Pipeline(steps=[('preprocessing_pipeline',
                 ColumnTransformer(transformers=[('numeric',
                                                  Pipeline(steps=[('imputer',
                                                                   SimpleImputer()),
                                                                  ('scaler',
                                                                   StandardScaler())]),
                                                  ['age', 'credit_score']),
                                                 ('categorical',
                                                  Pipeline(steps=[('imputer',
                                                                   SimpleImputer(fill_value='U',
                                                                                 strategy='constant')),
                                                                  ('ohe',
                                                                   OneHotE

In [11]:
y_pred_class = clf.predict(X_test)
accuracy_score(y_test, y_pred_class)

0.85

We can see that our model has received the test data which is unprocessed.

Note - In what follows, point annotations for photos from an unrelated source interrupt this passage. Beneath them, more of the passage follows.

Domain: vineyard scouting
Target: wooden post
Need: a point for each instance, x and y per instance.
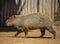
(37, 5)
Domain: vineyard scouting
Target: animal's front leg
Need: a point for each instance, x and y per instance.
(26, 32)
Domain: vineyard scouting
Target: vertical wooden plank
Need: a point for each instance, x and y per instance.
(52, 15)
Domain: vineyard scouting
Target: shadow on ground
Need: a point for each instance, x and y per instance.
(32, 37)
(8, 29)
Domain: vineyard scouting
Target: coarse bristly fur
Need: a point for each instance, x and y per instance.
(24, 23)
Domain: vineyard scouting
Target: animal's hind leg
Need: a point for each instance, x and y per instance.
(19, 31)
(42, 32)
(51, 30)
(26, 32)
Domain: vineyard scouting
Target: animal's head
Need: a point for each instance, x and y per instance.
(10, 21)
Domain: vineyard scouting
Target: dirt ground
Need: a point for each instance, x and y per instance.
(32, 38)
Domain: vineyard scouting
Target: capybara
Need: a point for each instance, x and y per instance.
(34, 21)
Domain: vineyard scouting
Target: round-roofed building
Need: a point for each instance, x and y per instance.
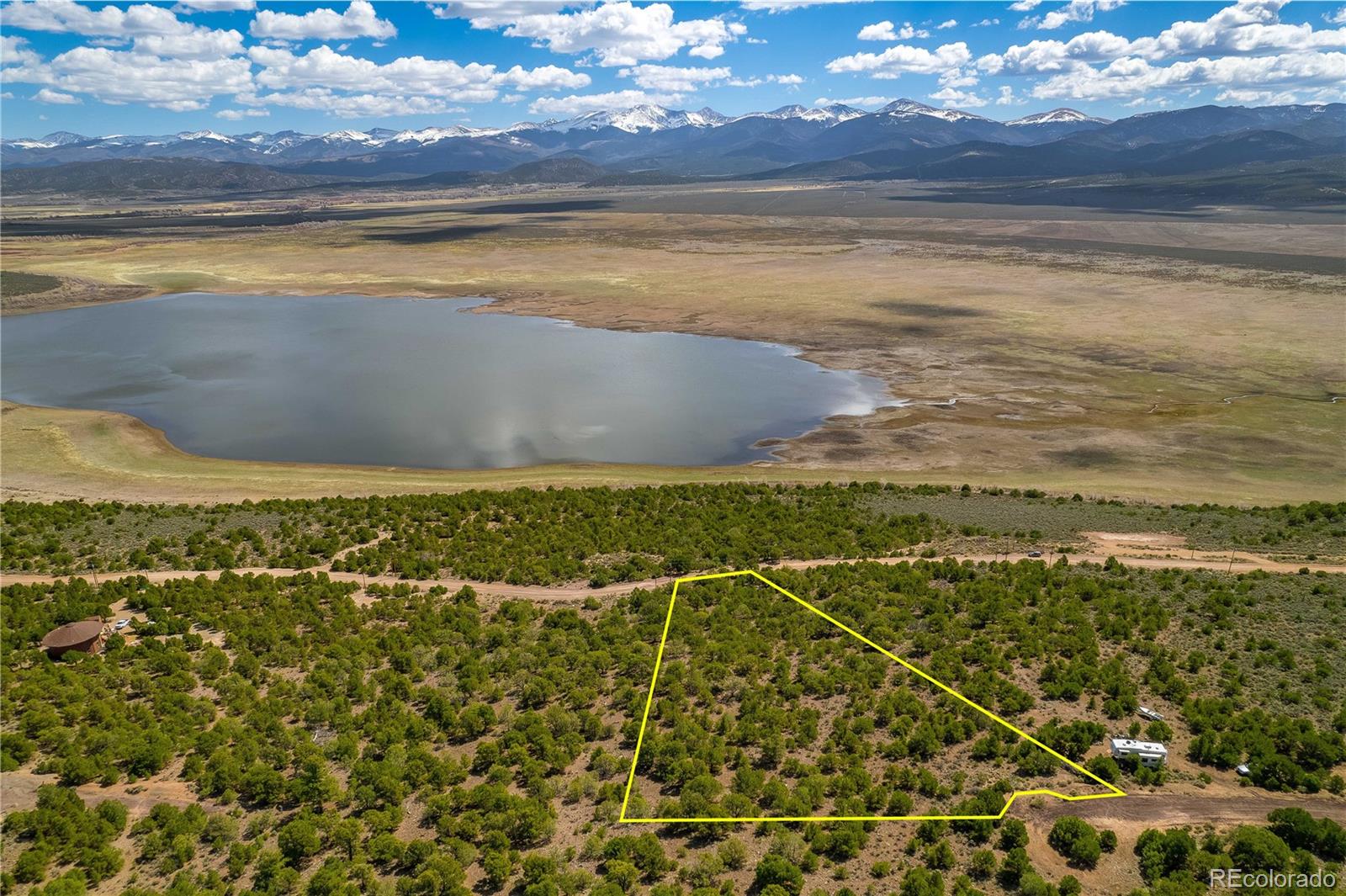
(84, 635)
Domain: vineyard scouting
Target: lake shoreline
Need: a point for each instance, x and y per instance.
(268, 358)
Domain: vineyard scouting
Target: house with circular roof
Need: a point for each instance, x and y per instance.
(84, 635)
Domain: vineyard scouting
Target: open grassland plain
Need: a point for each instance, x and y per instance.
(1189, 354)
(295, 734)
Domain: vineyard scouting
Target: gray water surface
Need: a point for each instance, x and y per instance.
(417, 382)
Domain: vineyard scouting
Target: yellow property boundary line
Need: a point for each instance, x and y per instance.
(649, 700)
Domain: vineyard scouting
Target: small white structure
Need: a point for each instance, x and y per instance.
(1150, 754)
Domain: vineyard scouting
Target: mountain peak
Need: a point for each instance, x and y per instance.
(1057, 116)
(906, 108)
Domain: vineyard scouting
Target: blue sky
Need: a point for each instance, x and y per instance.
(237, 65)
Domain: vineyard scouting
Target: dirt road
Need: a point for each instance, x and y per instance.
(1174, 810)
(579, 591)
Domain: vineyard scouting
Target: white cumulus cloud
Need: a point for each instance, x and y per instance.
(358, 20)
(575, 105)
(888, 31)
(619, 33)
(56, 97)
(902, 60)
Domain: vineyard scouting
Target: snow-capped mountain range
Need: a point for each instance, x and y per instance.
(644, 119)
(650, 137)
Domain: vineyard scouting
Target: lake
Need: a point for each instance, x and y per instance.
(417, 382)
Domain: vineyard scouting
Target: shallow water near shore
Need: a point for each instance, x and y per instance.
(416, 382)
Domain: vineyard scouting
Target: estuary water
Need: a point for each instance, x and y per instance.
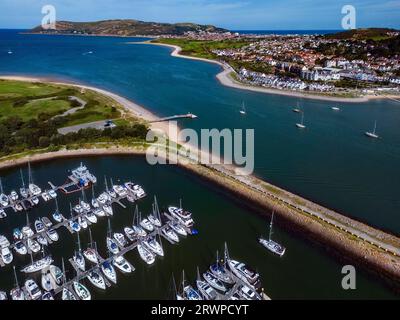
(331, 162)
(305, 272)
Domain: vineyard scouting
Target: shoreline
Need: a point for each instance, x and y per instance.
(225, 79)
(377, 251)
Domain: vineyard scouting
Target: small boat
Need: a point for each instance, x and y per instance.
(33, 245)
(46, 221)
(130, 234)
(91, 217)
(6, 255)
(206, 290)
(52, 234)
(47, 281)
(145, 254)
(152, 244)
(112, 246)
(38, 265)
(90, 254)
(33, 289)
(170, 234)
(120, 239)
(39, 226)
(373, 133)
(52, 193)
(214, 281)
(17, 234)
(82, 292)
(178, 228)
(67, 295)
(123, 265)
(47, 296)
(146, 224)
(79, 260)
(57, 274)
(301, 124)
(96, 279)
(58, 217)
(20, 248)
(109, 271)
(27, 231)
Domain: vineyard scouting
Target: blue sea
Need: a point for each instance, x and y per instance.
(331, 162)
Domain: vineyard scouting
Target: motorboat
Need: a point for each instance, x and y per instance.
(17, 234)
(6, 255)
(82, 292)
(47, 281)
(96, 279)
(90, 255)
(99, 212)
(33, 245)
(123, 265)
(33, 289)
(46, 221)
(120, 239)
(20, 248)
(42, 240)
(52, 193)
(91, 217)
(145, 254)
(206, 290)
(27, 231)
(38, 265)
(147, 225)
(39, 226)
(58, 217)
(34, 189)
(79, 260)
(56, 274)
(67, 295)
(154, 220)
(177, 227)
(82, 222)
(214, 281)
(183, 216)
(47, 296)
(130, 234)
(244, 273)
(14, 196)
(112, 245)
(109, 271)
(139, 231)
(170, 234)
(152, 244)
(52, 234)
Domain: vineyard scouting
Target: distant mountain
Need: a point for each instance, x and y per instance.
(376, 34)
(127, 28)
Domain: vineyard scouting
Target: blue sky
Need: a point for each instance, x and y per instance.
(231, 14)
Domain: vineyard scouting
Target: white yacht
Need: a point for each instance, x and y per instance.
(152, 244)
(97, 279)
(170, 234)
(109, 271)
(112, 246)
(183, 216)
(145, 254)
(123, 265)
(33, 289)
(82, 292)
(20, 248)
(120, 239)
(147, 225)
(38, 265)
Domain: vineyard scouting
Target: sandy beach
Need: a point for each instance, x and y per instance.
(225, 78)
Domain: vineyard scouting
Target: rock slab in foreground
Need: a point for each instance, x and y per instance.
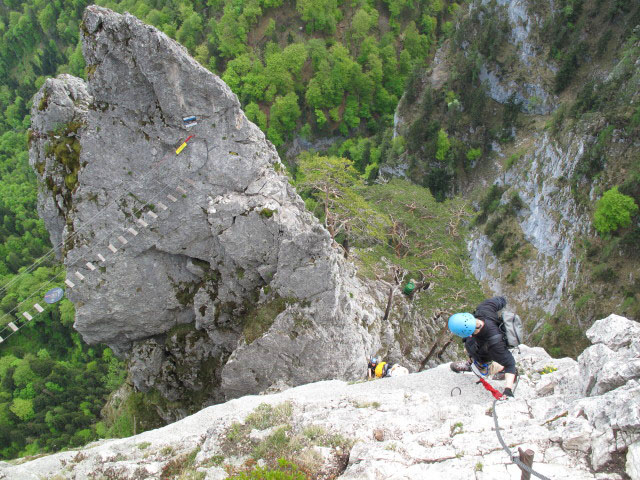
(404, 428)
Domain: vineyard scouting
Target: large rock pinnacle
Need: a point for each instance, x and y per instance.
(233, 288)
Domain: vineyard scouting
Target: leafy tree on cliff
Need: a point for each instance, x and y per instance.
(613, 211)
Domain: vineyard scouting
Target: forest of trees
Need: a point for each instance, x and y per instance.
(300, 68)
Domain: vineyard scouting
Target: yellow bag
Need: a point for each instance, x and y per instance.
(380, 369)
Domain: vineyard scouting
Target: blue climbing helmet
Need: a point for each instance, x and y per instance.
(462, 324)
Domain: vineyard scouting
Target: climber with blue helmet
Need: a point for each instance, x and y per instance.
(484, 341)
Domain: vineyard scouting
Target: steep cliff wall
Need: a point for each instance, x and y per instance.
(235, 286)
(539, 128)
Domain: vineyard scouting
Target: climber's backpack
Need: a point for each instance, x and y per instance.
(510, 324)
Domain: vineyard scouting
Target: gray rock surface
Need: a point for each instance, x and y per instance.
(532, 87)
(412, 427)
(226, 285)
(240, 230)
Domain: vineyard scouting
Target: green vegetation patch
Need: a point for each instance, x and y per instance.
(295, 444)
(426, 240)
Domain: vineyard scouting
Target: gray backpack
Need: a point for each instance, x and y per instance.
(511, 326)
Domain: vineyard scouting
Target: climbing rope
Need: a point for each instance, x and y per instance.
(513, 458)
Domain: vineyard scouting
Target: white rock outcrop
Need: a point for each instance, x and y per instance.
(434, 424)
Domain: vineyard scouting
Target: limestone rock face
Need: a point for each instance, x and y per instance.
(433, 424)
(213, 239)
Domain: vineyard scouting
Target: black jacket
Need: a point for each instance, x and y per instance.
(487, 345)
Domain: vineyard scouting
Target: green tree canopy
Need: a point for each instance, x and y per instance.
(613, 211)
(335, 184)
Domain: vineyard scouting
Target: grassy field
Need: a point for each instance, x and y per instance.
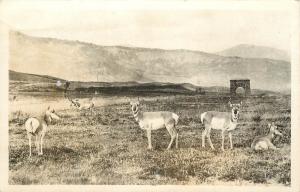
(108, 147)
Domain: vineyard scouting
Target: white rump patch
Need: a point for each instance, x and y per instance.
(217, 123)
(31, 125)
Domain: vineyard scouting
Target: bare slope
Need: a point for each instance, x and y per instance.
(254, 51)
(79, 61)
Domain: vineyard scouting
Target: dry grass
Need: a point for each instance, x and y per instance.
(109, 148)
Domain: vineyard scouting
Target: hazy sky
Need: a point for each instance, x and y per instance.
(204, 30)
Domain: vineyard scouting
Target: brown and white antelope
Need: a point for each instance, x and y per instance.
(37, 126)
(87, 104)
(156, 120)
(224, 121)
(265, 142)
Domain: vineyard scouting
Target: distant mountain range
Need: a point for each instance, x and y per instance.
(78, 61)
(253, 51)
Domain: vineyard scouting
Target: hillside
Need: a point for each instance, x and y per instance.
(253, 51)
(18, 76)
(77, 61)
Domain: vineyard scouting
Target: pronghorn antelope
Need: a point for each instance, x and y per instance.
(37, 126)
(265, 142)
(156, 120)
(83, 104)
(224, 121)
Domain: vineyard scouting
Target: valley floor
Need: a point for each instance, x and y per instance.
(106, 146)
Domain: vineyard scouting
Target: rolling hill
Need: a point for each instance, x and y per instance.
(254, 51)
(78, 61)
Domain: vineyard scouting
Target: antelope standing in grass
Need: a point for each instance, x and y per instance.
(156, 120)
(265, 142)
(224, 121)
(37, 126)
(89, 105)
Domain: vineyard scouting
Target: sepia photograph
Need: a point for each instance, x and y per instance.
(149, 94)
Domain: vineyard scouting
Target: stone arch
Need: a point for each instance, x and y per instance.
(240, 83)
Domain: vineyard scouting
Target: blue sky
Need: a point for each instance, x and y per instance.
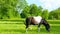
(46, 4)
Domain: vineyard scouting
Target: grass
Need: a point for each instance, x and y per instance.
(20, 28)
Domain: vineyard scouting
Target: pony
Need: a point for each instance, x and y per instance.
(36, 20)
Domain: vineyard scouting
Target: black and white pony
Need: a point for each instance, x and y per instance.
(36, 20)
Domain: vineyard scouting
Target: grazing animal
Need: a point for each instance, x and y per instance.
(36, 20)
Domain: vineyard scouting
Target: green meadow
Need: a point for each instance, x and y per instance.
(18, 27)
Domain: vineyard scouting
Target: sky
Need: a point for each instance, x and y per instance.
(46, 4)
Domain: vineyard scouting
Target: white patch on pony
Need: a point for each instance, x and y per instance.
(37, 19)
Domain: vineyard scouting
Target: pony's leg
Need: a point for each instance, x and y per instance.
(39, 27)
(26, 28)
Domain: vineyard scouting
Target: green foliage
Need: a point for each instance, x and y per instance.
(40, 11)
(55, 14)
(8, 8)
(33, 10)
(25, 12)
(45, 14)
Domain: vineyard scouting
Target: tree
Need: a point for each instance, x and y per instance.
(8, 8)
(33, 10)
(45, 14)
(40, 10)
(25, 12)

If we take a look at our X_test object we will see that it is in its original state. That data has been passed through the preprocessing pipeline where numerical columns and categorical columns were dealt with accordingly, and finally passed into the trained classifier model allowing us to get predictions.

Let's repeat this for the Random Forest model.

In [12]:
# Random Forest

clf = Pipeline(steps = [("preprocessing_pipeline", preprocessing_pipeline),
                       ("classifier", RandomForestClassifier(random_state = 42))])

clf.fit(X_train, y_train)
y_pred_class = clf.predict(X_test)
accuracy_score(y_test, y_pred_class)

0.85

Coincidentally, on our sample data both models got the same accuracy score, but we were indeed applying separate types of models to the data. Moreover, since we are passing in unprocessed data, we could pass in any new data as well! This brings us to the next part where we will be passing in some brand new data to our pipeline.

## Save the pipeline

Without pipelines, in order to process any new data in the same way that the training data had been processed, we potentially have to save several objects including the model itself, an imputer object, an encoding object etc. By using pipelines, however, we have one clean object making it very easy to save our pipeline into another location, even somewhere like a web application. Any new data coming in from a user, that needs to be classified or predicted by our model, all of the appropriate preprocessing steps would be applied to the data and the prediction would be made. 

Let's go through a simple illustration.

In [13]:
import joblib
joblib.dump(clf, "Desktop\Learning\DATA SCIENCE INFINITY\Machine Learning\Model Building\data\model.joblib")

['Desktop\\Learning\\DATA SCIENCE INFINITY\\Machine Learning\\Model Building\\data\\model.joblib']

### Import pipeline object and predict on new data

For demonstration purposes, the kernel was restarted and the relevant libraries were loaded before importing the pipeline.

In [1]:
# Libraries

import pandas as pd
import numpy as np
import joblib

In [2]:
# Import pipeline

clf = joblib.load("Desktop\Learning\DATA SCIENCE INFINITY\Machine Learning\Model Building\data\model.joblib")

In [3]:
# Create new data

new_data = pd.DataFrame({"age" : [25,np.nan,50],
                        "gender" : ["M", "F", np.nan],
                        "credit_score" : [200,100,500]})

new_data

Unnamed: 0,age,gender,credit_score
0,25.0,M,200
1,,F,100
2,50.0,,500


Let's see what we need to do to get some predictions on the new data. 

In [4]:
# Pass new data in and receive predictions

clf.predict(new_data)

array([1, 0, 0], dtype=int64)

That's it! The model has received the input data, passed it through the preprocessing pipeline, then through the trained Random Forest classifier model, and then provided us with the predictions.

Pipelines are super clean and slick but they do take away the ease of a "step-by-step" understanding which is key at the start of the process. It may be best to work it all out manually when preprocessing and building the model so we can keep a closer eye on what the data looks like at each step. When done, we can tie it all together into a nice, neat pipeline.